Career-wise, her breakthrough moment came when she met Mike Egan, Ramiken’s cofounder. Egan first saw her work in early 2020 when he was on the jury for a grant she applied for. “As soon as I saw the images of the work, it was like I’d been looking for that for years,” he recalled. “It was a type of sculpture that seemed like it was obvious, like it should exist, but simply had never been made.” They arranged a couple of studio visits, and he offered her a show.
That exhibition came together during the height of the lockdown two years ago, when Cavataro was able to work as she does best: in long blocks of time, isolated in her Bronx studio, where she’s been based since graduating from Cooper Union in 2015. That show, she said, felt like an introduction to her many ideas. The current one is tighter, and it demonstrates how she’s pushing her language toward more complex compositions. “I had to solve a lot more engineering-type issues, figuring out the limits of the process and of the scale and what order things need to be assembled in,” she said. “I’ve really gotten deep into the idea of this system and what it’s capable of.”
Driving this fixation is the infinite ways that color exists in glass. It’s one of the reasons why Cavataro was drawn to the material in the first place. “There’s a luminosity to the color that feels really different than other materials that are colored through pigments or dyes,” she said. “I like a difficult color, a color that feels hard to pin down. Certainly in the case of glass, color can play a really active role in sculpture. It can be a dominant force in building your perception of an object.”
Sourced from various sheet-glass manufacturers, her glass ranges from single-hued, opaque surfaces to splotched specimens known as ring mottles that have a handmade quality. Some are transparent, which introduces the technical challenge of thinking about the interaction of light; some have subtle textures. How Cavataro combines these colors and finishes determine their moods and associations, which can surprise and enthrall. She cites Anne Truitt, Donald Judd, and Sol LeWitt among her influences, for their approaches to systems and their mastery of material.
Cavataro’s work is so carefully planned and executed that many viewers assume that she has her designs fabricated. Due, in part, to the laborious process, there is “a lot more demand than there is work available,” Egan said, noting that museums in Europe, in particular, have expressed interest. “The freshness of a new abstract vocabulary expressed through extremely resolved formal sculpture—it’s definitely a new thing,” he added.
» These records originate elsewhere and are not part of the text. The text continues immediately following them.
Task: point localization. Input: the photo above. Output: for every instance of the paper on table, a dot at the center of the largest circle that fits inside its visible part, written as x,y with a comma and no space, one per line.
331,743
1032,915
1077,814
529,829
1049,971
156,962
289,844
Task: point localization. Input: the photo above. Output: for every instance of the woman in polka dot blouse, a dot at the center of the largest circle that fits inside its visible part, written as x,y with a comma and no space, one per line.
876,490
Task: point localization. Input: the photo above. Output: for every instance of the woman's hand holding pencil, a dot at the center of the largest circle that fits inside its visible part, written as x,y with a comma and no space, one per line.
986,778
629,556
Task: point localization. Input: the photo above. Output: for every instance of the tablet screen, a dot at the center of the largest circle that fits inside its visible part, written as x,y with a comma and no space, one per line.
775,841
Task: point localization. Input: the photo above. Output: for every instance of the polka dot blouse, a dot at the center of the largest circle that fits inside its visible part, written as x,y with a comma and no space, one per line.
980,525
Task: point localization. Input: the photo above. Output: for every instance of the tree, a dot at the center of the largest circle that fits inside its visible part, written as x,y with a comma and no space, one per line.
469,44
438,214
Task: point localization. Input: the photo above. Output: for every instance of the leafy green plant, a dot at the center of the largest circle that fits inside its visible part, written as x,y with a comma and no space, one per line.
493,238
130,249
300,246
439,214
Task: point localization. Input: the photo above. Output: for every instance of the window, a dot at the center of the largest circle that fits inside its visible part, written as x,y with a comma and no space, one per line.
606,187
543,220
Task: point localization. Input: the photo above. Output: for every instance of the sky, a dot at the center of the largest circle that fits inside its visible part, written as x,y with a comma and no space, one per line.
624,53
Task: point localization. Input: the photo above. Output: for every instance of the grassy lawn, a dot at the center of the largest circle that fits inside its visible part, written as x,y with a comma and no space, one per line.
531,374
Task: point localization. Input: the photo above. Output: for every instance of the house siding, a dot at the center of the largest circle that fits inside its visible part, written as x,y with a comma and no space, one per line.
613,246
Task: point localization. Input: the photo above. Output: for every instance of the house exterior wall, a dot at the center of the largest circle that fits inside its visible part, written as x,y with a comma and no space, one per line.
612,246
Cavataro describes the experience of seeing her sculptures out in the world as “this coming to the surface,” given how intensely she dives into the process. She admits that she’s bad at taking breaks, but at the same time she’s looking forward to trying new approaches. “Every piece I’ve made so far offers a lot of lessons and questions, and it feels like there’s lots of directions I want to try to go in,” she said. “There’s definitely more coming.”